In [10]:
# Set the PySpark environment variables
import os
os.environ['SPARK_HOME'] = "/home/user5/Downloads/spark"
os.environ['PYSPARK_DRIVER_PYTHON'] = 'jupyter'
os.environ['PYSPARK_DRIVER_PYTHON_OPTS'] = 'lab'
os.environ['PYSPARK_PYTHON'] = 'python'

Broadcasting in Spark 

"Sending a small dataset to all worker nodes once so it can be used locally by tasks without shuffling".

Why it’s useful
"Avoids repeated sending of the same data to executors."

Avoids shuffle join when joining big dataset + tiny dataset.

When to use
"Small lookup tables or reference data used in joins, filters, or maps."

When one dataset is much smaller than the other.

In [11]:
#step1 :Create Spark Session
from pyspark.sql import SparkSession

spark = SparkSession.builder \
    .appName("BroadcastDemo") \
    .getOrCreate()


25/08/06 13:09:52 WARN Utils: Service 'SparkUI' could not bind on port 4040. Attempting port 4041.


In [12]:
#step2: Create Big & Small DataFrames
#We’ll pretend big_df is a large dataset and small_df is a small lookup table.

# Big dataset: 1 million rows
big_data = [(i, f"val{i}") for i in range(1, 1000001)]
big_df = spark.createDataFrame(big_data, ["id", "value"])

# Small lookup table: 5 rows
small_data = [(1, "A"), (50, "B"), (100, "C"), (500, "D"), (1000, "E")]
small_df = spark.createDataFrame(small_data, ["id", "category"])


In [4]:
# step3 : Join Without Broadcasting (Shuffle Happens)
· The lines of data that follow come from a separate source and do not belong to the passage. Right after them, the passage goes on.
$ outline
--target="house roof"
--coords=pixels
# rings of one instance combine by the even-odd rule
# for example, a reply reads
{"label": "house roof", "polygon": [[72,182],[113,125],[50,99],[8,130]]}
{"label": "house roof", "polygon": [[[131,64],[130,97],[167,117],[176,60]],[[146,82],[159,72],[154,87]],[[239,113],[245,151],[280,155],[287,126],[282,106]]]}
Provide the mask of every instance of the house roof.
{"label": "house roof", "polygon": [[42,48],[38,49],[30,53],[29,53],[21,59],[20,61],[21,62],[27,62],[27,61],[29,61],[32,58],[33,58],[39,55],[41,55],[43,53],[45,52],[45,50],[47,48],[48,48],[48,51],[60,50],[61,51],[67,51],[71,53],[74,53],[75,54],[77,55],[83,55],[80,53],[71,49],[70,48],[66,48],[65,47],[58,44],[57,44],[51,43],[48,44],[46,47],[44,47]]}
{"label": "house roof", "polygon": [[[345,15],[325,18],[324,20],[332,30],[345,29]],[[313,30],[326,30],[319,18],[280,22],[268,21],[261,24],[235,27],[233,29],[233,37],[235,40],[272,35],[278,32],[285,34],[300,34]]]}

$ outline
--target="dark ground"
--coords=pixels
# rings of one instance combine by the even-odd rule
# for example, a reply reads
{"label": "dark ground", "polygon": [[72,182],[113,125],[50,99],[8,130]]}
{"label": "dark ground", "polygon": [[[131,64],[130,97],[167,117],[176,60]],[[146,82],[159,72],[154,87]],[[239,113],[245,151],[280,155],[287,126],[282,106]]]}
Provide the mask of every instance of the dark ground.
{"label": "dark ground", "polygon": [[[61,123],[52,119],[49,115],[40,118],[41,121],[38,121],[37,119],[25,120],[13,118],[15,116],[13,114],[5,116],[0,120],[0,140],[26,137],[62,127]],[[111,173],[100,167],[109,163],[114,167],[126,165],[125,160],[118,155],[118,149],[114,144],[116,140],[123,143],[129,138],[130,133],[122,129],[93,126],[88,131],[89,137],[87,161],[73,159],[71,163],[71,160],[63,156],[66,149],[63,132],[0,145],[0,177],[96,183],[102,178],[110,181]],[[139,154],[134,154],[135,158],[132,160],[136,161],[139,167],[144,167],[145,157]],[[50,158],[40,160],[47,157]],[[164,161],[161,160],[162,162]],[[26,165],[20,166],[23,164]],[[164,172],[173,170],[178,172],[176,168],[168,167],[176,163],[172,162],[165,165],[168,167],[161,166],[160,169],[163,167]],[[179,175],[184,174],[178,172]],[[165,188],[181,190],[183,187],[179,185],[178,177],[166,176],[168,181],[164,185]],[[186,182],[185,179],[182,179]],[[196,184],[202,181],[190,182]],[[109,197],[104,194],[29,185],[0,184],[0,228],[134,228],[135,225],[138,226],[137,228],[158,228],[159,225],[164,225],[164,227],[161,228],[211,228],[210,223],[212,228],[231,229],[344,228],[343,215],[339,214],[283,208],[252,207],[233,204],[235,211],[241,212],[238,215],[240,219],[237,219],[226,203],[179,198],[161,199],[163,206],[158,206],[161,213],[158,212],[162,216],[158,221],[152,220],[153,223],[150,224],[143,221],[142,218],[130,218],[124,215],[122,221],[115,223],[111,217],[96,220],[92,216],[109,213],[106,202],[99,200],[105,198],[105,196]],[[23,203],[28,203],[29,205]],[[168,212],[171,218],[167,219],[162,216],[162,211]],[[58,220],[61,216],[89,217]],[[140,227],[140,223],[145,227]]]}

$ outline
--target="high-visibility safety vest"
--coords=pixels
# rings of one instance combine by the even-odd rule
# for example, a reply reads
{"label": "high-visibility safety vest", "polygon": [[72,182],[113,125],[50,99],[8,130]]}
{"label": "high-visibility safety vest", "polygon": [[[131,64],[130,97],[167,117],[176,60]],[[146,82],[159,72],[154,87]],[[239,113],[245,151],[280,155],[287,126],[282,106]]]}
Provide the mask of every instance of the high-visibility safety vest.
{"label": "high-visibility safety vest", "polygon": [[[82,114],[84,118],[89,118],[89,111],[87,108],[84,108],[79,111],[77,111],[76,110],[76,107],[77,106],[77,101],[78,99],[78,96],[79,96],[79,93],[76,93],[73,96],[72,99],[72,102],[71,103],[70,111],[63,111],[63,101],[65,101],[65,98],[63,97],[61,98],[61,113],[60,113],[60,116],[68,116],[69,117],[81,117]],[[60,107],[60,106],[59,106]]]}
joined_normal = big_df.join(small_df, "id")
joined_normal.show(5)

# You’ll see Shuffle Read / Shuffle Write in the join stage in spark UI

25/08/06 13:04:45 WARN TaskSetManager: Stage 0 contains a task of very large size (2094 KiB). The maximum recommended task size is 1000 KiB.
                                                                                

+----+-------+--------+
|  id|  value|category|
+----+-------+--------+
|  50|  val50|       B|
|   1|   val1|       A|
| 100| val100|       C|
| 500| val500|       D|
|1000|val1000|       E|
+----+-------+--------+



In [5]:
spark

In [7]:
spark.stop()

In [16]:
# step4 :Join With Broadcasting (No Shuffle for small_df)
from pyspark.sql.functions import broadcast

joined_broadcast = big_df.join(broadcast(small_df), "id")
joined_broadcast.show(5)

#No shuffle stage for the join ap spark UI me view kr skte hain
#small_df is sent once to all executors.

25/08/06 13:16:26 WARN TaskSetManager: Stage 8 contains a task of very large size (2094 KiB). The maximum recommended task size is 1000 KiB.
25/08/06 13:16:26 WARN TaskSetManager: Stage 9 contains a task of very large size (2330 KiB). The maximum recommended task size is 1000 KiB.
25/08/06 13:16:26 WARN TaskSetManager: Stage 10 contains a task of very large size (2330 KiB). The maximum recommended task size is 1000 KiB.
25/08/06 13:16:26 WARN TaskSetManager: Stage 11 contains a task of very large size (2330 KiB). The maximum recommended task size is 1000 KiB.
25/08/06 13:16:27 WARN TaskSetManager: Stage 12 contains a task of very large size (2330 KiB). The maximum recommended task size is 1000 KiB.
25/08/06 13:16:27 WARN TaskSetManager: Stage 13 contains a task of very large size (2330 KiB). The maximum recommended task size is 1000 KiB.


+----+-------+--------+
|  id|  value|category|
+----+-------+--------+
|   1|   val1|       A|
|  50|  val50|       B|
| 100| val100|       C|
| 500| val500|       D|
|1000|val1000|       E|
+----+-------+--------+



In [14]:
spark

Difference:::
Normal Join (Shuffle Join)
Both datasets are shuffled so matching keys go to the same partition.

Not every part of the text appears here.